まどろみ

「……」


 日は暮れ涼しい風が帳簿をぱらぱらと捲っていった。
 文台に突っ伏して寝ていたなどと、店主と暮らし始めたばかりの頃にしかなかったというのに。

「お休みで気が抜けたのでしょうか」


 少し離れた畳の上へ落ちている帳簿を拾うまで、泣いていることに気付かなかった。慌てて涙を拭うも、またはらりと頬を滑る。

 今日の賄いは香炉の番だし、することが帳簿の確認くらいのお休みが久しぶりで、気が緩んだりしたから昔のことを思い出したに違いない。



「宵ノ進、ご飯できたって。一緒に食べよう」
「羽鶴様……ええ、今、参ります」


 開いたままの襖からひょっこり顔を出した羽鶴に驚くも、暗い部屋であって助かったと胸を撫で下ろす。

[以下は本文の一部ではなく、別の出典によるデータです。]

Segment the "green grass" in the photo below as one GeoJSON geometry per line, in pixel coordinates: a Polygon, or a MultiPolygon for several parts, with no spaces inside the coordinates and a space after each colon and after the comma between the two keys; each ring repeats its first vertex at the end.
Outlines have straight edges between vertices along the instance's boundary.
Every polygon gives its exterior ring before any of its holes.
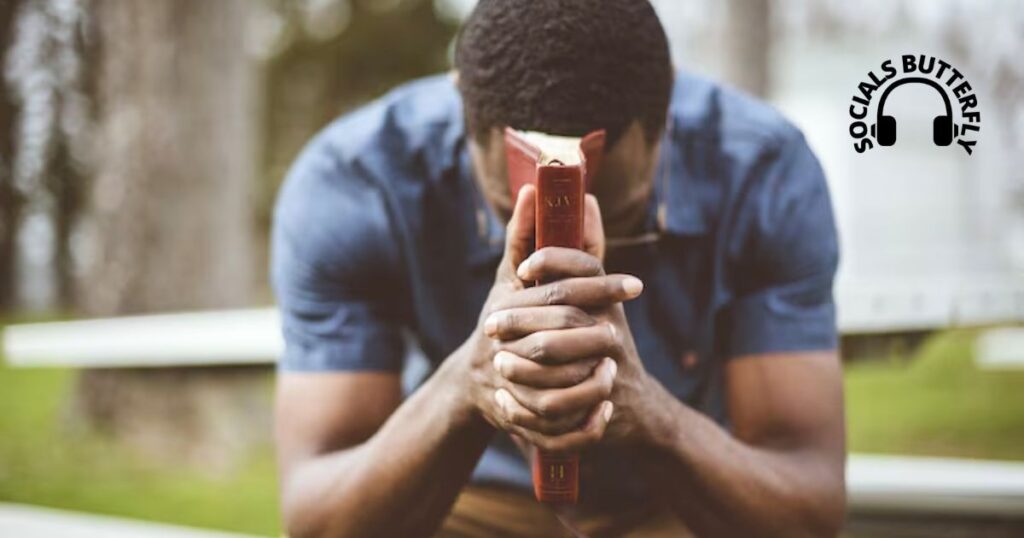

「宵ノ進、そこにいるよね? 提灯の火、途中で消えちゃって見えなうわああ!」


 よろけた羽鶴を受け止めると、帳簿がもう一度畳へ投げ出された。

「ご、ごめん……! ああそうじゃなくて、ありがとう、助かったよ。また大瑠璃に馬鹿にされるところだった」
「お役に立てましたなら、嬉しく思います」
「ねえ宵ノ進はさ、どうしていつも敬語なの? 優しいけど、距離があるというかさ」


「いけませんか?」


 提灯の火が消えたのだって、私のせいなのですよ。



「宵ノ進?」
「あなたは、こちらへきてはなりません」



 優しい言葉を聴いて、たくさん笑って、きれいなものを見て、美味しいものを食べて、だいすきな人とあなたが生きていくなら。

 この距離があなたを守るなら。

「宵ノ進、どこ……?」




 一歩身を引いたところから、皆を守れるなら。
 どんなに涙が流れようとも

 あなたが泣くことに比べれば。